In order to pay ₹ 6,00,000 at the end of two years, he opened an R.D. account in his bank, with ₹ 20,000 per month at 8% rate of interest.

(i) Find the maturity value of this account at end of 2 years.

(ii) Is the M.V. of the above R.D. account equal to ₹ 6,00,000 ?

If not, how much more/less should the monthly instalment be so that Manish gets the required money (₹ 6,00,000) at the end of two years ?

(i) Given,

n = 2 years = 24 months, P = ₹ 20,000, r = 8%

$I = P \times \dfrac{n(n + 1)}{2 \times 12} \times \dfrac{r}{100}$

Substituting values we get :

$\therefore I = 20000 \times \dfrac{24(25)}{24} \times \dfrac{8}{100} \\[1em] = 20000 \times 25 \times \dfrac{8}{100} \\[1em] = 20000 \times 2 \\[1em] = ₹ 40,000$

Maturity Value (M.V.) = Sum deposited + Interest

= ₹ 20,000 × 24 + ₹ 40,000 = ₹ 5,20,000.

Hence, the maturity value of this account at end of 2 years = ₹ 5,20,000.

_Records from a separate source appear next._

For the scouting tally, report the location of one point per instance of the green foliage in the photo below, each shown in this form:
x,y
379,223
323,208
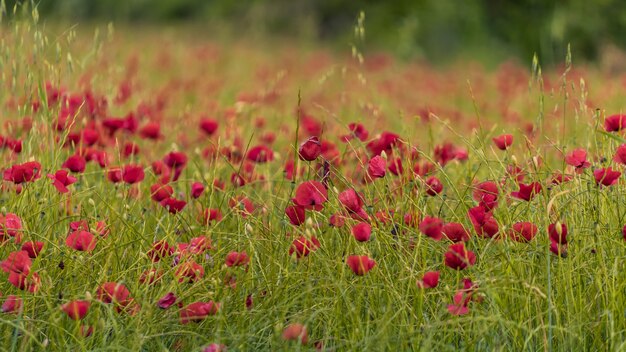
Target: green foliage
x,y
434,29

(ii) Maturity value of the R.D. account is ₹ 5,20,000.

So the maturity value is not equal to ₹ 6,00,000.

₹ 6,00,000 - ₹ 5,20,000 = ₹ 80,000

So, Manish gets ₹ 80,000 less.

Thus, the M.V. of the above R.D. account is not equal to ₹ 6,00,000.

Let required monthly instalment be x.

$I = P \times \dfrac{n(n + 1)}{2 \times 12} \times \dfrac{r}{100}$

Substituting values we get :

$\therefore I = x \times \dfrac{24(25)}{24} \times \dfrac{8}{100} \\[1em] = 2x$

Maturity value = 24x + 2x = 26x

Since required M.V. = 6,00,000

26x = 6,00,000

x = $\dfrac{6,00,000}{26}$ = 23,076.92 ≈ ₹ 23,077.

Difference in monthly instalment = ₹ 23,077 − ₹ 20,000

= ₹ 3,077.

Hence, monthly instalment should be ₹ 3,077 more per month to get ₹ 6,00,000 at the end of two years.